Colapso francês: o nosso estado de polícia é mais sofisticado?



Warley Belo
Advogado – Mestre em Ciências Penais

A França vive as revoltas dos excluídos. Pobreza, discriminação, falta de perspectiva social, péssimas condições de vida, alto índice de desemprego em meio a uma sociedade consumista formam o manancial de ingredientes explosivos. Parece que estamos falando do Brasil. Mas, por que aqui não há revoltas similares? Seria o nosso estado de polícia mais sofisticado ou eficiente do que o francês?
A exclusão, nas cidades brasileiras, é explícita. As comunidades (nome politicamente correto para designar favelas), muitas vezes, estão incrustadas em bairros nobres. “O neguinho vê por cima do muro” (Racionais MC). Mesmo assim, nossos favelados não reclamam da falta de hospitais, seguridade social, lazer, escola, transporte etc. e, ainda, pagam impostos. Em Paris ou Lyon, ao revés, não se vêem pobres ao lado dos ricos. Vivem fora do anel periférico. Têm melhores condições sociais. Mas, lá há distúrbios nos moldes de Los Angeles, EUA (LA Riots, 1992).

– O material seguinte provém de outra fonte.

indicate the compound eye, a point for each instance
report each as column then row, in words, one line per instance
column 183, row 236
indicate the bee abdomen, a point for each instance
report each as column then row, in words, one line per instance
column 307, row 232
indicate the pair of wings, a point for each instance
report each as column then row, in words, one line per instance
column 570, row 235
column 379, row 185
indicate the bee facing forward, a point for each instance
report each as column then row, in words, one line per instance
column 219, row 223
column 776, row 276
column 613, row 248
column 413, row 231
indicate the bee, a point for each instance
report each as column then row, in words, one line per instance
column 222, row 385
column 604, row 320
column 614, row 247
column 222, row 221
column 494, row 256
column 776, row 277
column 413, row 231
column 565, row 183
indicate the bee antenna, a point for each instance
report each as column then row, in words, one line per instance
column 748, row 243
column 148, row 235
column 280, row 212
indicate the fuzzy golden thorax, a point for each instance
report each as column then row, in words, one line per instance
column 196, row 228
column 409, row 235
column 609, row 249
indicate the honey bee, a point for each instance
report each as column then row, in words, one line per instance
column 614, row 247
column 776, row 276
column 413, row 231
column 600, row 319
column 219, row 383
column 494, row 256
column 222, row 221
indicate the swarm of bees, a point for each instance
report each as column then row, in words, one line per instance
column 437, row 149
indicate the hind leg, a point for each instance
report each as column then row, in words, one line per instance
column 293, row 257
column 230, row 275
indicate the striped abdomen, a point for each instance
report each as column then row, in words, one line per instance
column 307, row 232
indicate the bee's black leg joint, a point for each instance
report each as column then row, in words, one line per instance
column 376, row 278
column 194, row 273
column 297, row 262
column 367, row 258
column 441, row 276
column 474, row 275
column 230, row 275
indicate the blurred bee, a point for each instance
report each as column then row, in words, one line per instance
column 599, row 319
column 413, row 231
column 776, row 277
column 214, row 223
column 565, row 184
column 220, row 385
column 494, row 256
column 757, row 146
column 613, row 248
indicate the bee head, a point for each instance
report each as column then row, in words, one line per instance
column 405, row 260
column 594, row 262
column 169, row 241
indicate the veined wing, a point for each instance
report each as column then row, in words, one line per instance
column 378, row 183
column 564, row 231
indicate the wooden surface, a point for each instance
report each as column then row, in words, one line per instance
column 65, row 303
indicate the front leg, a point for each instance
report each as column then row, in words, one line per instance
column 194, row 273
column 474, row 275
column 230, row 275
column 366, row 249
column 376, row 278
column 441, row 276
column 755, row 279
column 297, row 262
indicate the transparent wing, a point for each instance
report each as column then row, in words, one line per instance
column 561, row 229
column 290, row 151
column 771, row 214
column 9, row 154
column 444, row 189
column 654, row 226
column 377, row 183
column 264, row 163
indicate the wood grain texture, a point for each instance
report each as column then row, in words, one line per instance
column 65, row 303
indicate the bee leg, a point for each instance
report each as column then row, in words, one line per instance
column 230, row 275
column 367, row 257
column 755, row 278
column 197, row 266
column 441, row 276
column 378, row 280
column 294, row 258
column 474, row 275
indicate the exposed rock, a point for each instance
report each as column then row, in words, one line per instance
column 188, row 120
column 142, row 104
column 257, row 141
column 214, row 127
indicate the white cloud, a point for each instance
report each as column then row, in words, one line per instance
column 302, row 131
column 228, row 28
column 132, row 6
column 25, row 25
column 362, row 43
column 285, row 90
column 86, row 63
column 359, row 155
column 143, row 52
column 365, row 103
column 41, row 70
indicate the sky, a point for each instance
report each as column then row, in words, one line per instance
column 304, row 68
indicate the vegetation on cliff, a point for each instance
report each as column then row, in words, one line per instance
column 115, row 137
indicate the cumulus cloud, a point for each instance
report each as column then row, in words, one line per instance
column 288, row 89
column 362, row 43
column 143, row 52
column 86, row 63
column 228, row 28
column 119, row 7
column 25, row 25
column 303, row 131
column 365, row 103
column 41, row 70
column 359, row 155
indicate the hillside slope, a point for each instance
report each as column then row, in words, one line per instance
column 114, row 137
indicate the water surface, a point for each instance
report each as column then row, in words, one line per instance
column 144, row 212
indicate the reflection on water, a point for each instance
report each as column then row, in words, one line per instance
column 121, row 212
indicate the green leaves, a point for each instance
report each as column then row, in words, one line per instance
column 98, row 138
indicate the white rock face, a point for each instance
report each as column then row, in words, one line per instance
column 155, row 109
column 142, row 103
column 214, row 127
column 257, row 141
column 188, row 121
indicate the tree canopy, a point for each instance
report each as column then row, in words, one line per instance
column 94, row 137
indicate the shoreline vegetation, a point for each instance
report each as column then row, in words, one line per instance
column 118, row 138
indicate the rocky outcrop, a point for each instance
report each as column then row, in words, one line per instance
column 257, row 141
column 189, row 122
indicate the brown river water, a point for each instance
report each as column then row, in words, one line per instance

O nosso estado de polícia é mensurável. Efetivamente castiga e ensina aos súditos a serem pacíficos e a se submeterem ao Estado paternal. Entretanto, o estado de direito não existe para essa parcela discriminada da população. Impossibilita-se a constituição de uma visão fraterna, horizontal da sociedade. Só se permite e se estimula a visão vertical. Os excluídos não se reconhecem como tais, raríssimas exceções: grupos de Rap, movimentos sociais politizados ou quando fecham avenidas e ateiam fogo em ônibus em resposta às agressões policiais.
O estado de direito e o estado de polícia agem antagonicamente. Naquele se perseguem as soluções para as causas dos problemas e se limita o poder, nesse há pura repressão dos conflitos se reforçando o poder vertical arbitrário (Nilo Batista). De forma que, se o favelado permanece na favela, não há risco de conflito. Aqui se aceita isso; na França, não.
Não é o nosso estado de polícia mais eficiente ou melhor. Ocorre é a inexistência do estado de direito para os excluídos. Ou seja, ser excluído francês é ter a possibilidade de experimentar parte do estado de direito, mas não todo.
O estado de direito e o estado de polícia co-existem tanto aqui como na França. Mas, lá se pressupõe ser assegurado a todos o acesso ao estado fraterno. No Brasil, o povo habituou-se a ter apenas o estado de polícia porque nunca experimentou o estado de direito, que não lhe pertence. Os nossos outsiders (Howard Becker) não são discursivos, são reais.